Starting to make small adjustments in government spending to ensure that money is being wisely spent in a manner that raises the functionality of the nation; economic and human. The very way in which government representatives handle international conflict to reduce risks or the development of stronger treaty management to fosters hub growth can be an important topic of discussion.
This year technology is seen as a hot market by 72% of investors who feel it has high growth potential. New products are being developed at a sufficient pace to make investment returns higher than other markets. Other areas of positive investment include bio-tech (67%), energy (66%), pharmaceuticals (61%) and communications (54%).
The U.S. is considered the best place to invest money by 52% of investors followed by China (41%), India (39%), Japan (38%) and Brazil (34%). National investment positions are a vote of confidence in the entire environment that includes everything from infrastructure to political stability. Those who prefer one nation over another due so based upon risk assessment and their personal affiliations with that culture.
High optimism are rare opportunities to boost improving growth by putting together investment pathways through better open data management. Economic growth is heavily influenced by human psychologies (Dhaoui, et. al., 2013). Encouraging investors to find locations where their personal investment optimism match with local clusters that need investment capital can make a difference in national growth.
Approximately 2.5 trillion dollars are held by institutional investors in the U.S. (Voorhes & Humphrey’s, 2013). Factoring in sustainable and responsible principles among the decision-making matrices institutional and capitalist investors use can better ensure this money is making it to areas that have the widest sociological and economic impact. When investors and labor both reap the benefits societal stability increases and motivation rises.
American growth relies on many factors that are too numerous to mention within a short article. It is possible to say that improved investment optimism, stronger political decision making, and stronger information on investment “hot spots” within local clusters and hubs can ensure that optimism doesn’t go to waste.

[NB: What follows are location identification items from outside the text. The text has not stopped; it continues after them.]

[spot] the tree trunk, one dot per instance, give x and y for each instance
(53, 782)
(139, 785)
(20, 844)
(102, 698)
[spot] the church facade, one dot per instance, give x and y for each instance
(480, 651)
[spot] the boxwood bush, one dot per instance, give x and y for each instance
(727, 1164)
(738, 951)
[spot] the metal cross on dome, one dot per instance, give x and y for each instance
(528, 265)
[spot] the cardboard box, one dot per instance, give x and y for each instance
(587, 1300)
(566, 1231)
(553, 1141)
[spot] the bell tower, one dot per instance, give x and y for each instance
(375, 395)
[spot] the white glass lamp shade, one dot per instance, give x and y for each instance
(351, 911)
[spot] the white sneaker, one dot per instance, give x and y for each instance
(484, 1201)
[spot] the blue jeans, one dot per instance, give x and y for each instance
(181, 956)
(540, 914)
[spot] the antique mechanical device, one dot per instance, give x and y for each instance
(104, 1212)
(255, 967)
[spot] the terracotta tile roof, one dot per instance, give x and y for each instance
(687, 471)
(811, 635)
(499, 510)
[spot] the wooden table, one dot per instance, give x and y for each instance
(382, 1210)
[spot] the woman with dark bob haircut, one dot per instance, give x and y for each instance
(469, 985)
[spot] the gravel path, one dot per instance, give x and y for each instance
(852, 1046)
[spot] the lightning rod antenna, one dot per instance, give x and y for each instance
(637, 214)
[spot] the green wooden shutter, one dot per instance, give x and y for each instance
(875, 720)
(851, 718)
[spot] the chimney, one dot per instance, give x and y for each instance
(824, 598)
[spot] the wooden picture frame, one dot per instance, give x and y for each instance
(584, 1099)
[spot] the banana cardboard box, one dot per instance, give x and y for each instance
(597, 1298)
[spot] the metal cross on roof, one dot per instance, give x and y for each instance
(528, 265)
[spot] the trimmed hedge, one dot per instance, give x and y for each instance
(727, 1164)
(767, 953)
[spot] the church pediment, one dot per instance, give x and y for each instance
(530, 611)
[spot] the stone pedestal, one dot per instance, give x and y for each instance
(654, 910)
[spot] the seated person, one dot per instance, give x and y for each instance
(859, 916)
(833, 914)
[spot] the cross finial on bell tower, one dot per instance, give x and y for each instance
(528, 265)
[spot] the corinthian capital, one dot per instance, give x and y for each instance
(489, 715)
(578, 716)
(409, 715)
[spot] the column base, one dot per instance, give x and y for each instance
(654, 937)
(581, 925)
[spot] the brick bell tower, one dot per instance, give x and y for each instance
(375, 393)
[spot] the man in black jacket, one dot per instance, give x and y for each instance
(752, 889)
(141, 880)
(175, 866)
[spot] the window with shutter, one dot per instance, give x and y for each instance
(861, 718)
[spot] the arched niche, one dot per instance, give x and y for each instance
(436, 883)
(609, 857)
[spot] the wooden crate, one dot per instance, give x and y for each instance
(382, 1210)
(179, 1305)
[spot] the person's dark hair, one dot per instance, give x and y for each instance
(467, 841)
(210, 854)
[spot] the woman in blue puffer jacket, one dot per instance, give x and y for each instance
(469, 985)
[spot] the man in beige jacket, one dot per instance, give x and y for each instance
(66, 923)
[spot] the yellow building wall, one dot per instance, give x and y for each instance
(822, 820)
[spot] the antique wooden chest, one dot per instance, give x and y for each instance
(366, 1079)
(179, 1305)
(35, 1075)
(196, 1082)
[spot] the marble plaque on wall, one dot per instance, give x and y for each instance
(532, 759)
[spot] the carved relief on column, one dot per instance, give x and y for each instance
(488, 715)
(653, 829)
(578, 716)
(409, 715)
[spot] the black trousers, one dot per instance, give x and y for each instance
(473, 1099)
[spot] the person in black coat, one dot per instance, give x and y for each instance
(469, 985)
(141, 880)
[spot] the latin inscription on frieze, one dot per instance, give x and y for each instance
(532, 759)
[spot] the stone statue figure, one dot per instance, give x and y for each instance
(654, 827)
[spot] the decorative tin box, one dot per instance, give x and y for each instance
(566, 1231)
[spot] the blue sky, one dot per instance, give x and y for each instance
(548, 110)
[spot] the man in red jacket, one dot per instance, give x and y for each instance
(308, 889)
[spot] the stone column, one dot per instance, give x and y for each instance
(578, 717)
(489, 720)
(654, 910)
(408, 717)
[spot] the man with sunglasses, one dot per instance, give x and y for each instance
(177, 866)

Optimism can beget more optimism with paths open to more opportunities.
As Robert Trout the WWII news broadcaster known as the “Iron Man of Radio” stated with eloquence, “A successful society is characterized by a rising living standard for its population, increasing investment in factories [i.e. hubs and clusters] and basic infrastructure, and the generation of additional surplus, which is invested in generating new discoveries in science and technology.”
The Report: http://www.morganstanley.com/about/press/articles/e1f23a70-90cd-4948-bc41-ba663837dd8f.html
Dhaoui, A. et. al. (2013). The impact of investor psychology on stock markets: evidence from France. Journal of Academic Research in Economics, 5 (1).
Voorhes, M. & Humphreys, J. (2011). Recent trends in sustainable and responsible investing in the United States. Journal of Investing, 20 (3).